Study Island and Descriptive Feedback

Providing descriptive feedback means communicating to students where they are doing well and where they need improvement.

Why Descriptive Feedback? The purpose of descriptive feedback is to provide opportunities for the learner to make adjustments and improvements toward mastery of a specified standard.

Key Implication for Instruction and Assessment:
Students must be given the opportunity to apply the feedback by trying again

Study Island helps students receive descriptive feedback by:

1) Providing detailed explanations for all questions that show not only the answer but also, how to reason and think in order to find the answer; this “provides for opportunities for the learner to make adjustments and improvements toward mastery of a specified standard” and “comes from the activity itself.” Study Island allows students to “receive feedback from the performance itself” then provides “other timely chances to act on the feedback.”

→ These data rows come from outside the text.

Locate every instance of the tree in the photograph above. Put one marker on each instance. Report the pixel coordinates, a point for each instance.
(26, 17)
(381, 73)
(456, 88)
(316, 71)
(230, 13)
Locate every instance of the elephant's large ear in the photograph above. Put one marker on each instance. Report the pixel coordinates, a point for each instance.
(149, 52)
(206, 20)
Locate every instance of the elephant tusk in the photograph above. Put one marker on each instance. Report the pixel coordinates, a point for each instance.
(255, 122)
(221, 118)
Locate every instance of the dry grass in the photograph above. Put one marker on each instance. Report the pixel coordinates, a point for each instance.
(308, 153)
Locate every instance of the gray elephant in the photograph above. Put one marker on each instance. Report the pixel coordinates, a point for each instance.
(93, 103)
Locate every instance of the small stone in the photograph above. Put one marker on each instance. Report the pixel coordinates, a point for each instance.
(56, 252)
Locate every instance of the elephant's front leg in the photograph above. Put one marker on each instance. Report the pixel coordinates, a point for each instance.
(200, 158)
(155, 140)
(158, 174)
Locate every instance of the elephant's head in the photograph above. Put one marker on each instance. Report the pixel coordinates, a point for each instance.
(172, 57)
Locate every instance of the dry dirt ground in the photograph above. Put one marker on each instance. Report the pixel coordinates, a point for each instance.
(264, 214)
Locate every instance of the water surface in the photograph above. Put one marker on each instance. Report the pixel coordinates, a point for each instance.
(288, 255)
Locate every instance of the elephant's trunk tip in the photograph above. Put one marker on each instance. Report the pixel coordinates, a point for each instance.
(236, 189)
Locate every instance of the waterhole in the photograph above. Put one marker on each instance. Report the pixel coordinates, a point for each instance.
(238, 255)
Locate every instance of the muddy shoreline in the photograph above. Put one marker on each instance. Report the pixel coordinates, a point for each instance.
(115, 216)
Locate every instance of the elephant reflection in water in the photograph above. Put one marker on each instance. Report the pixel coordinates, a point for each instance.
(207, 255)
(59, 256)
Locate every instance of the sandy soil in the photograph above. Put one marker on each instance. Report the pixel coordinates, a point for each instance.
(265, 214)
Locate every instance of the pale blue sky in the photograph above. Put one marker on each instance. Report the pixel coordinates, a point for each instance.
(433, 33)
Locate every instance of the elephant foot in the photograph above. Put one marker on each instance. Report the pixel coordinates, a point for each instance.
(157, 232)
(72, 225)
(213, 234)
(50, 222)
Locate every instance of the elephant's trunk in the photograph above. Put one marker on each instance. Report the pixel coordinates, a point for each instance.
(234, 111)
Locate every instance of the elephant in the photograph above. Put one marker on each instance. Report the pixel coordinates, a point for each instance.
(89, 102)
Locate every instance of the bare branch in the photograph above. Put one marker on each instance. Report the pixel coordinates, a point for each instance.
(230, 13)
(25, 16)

2) Allowing students to go through missed questions at the end of a session and after they have checked out the explanations; this gives students “the opportunity to apply the feedback by trying again.” This unique Study Island feature provides “the attempts and adjustments by the learner to perform that cause accomplishment.”

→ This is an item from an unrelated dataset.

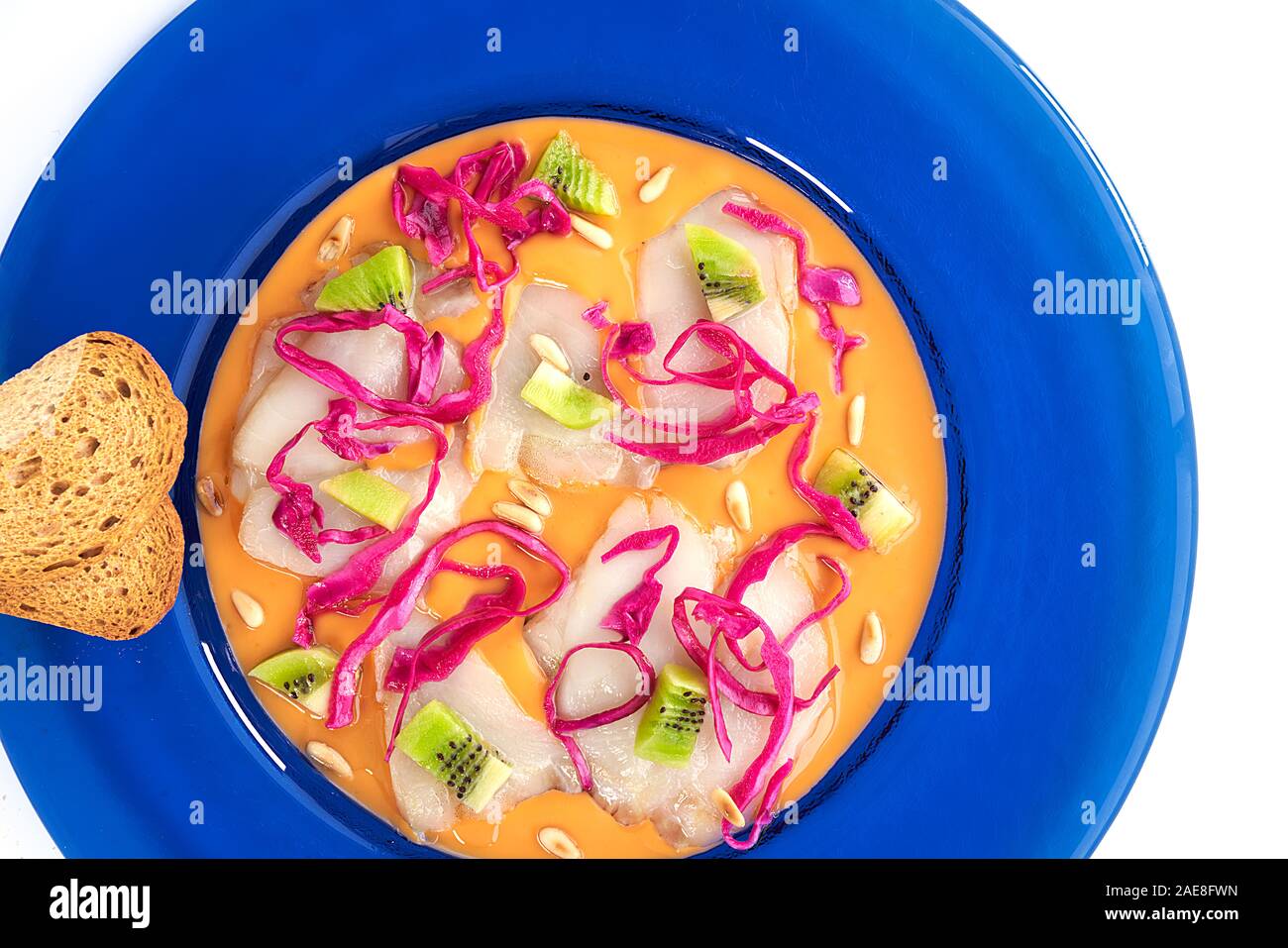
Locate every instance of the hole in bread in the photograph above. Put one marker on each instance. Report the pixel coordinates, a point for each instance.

3) Providing teachers the opportunity to drill down in student assignments to view the questions they missed with the further opportunity to then bring students up individually or in small groups to provide feedback and another chance at answering the questions; this provides the opportunity for teachers “to provide specific and useful information that students need in order to master worthy performances.” Study Island provides reports that yield a prioritized ranking of where each individual student stands in their mastery of the standards for which they will be assessed this year; this precise reporting allows teachers to “provide for individual, targeted, specific feedback to each student” and to provide for differentiated instruction.

4) Keeping students (and teachers) focused on their required standards by posting and linking all question topics directly to GLCEs; this provides students and teachers exact wording to “describe what the learner did and did not do in relation to her goals”; this “is actionable information, and it empowers the student to make intelligent adjustments”.

5) Immediately displaying the student score, both current session and previous sessions on the same topic; and displaying an overall scorecard after each session to provide immediate feedback to let a student determine “what did I do that worked and what did I do that didn’t work and why? Then: how can I improve?” Study Island then provides students the opportunity to do another session on the same topic in order to show improvement.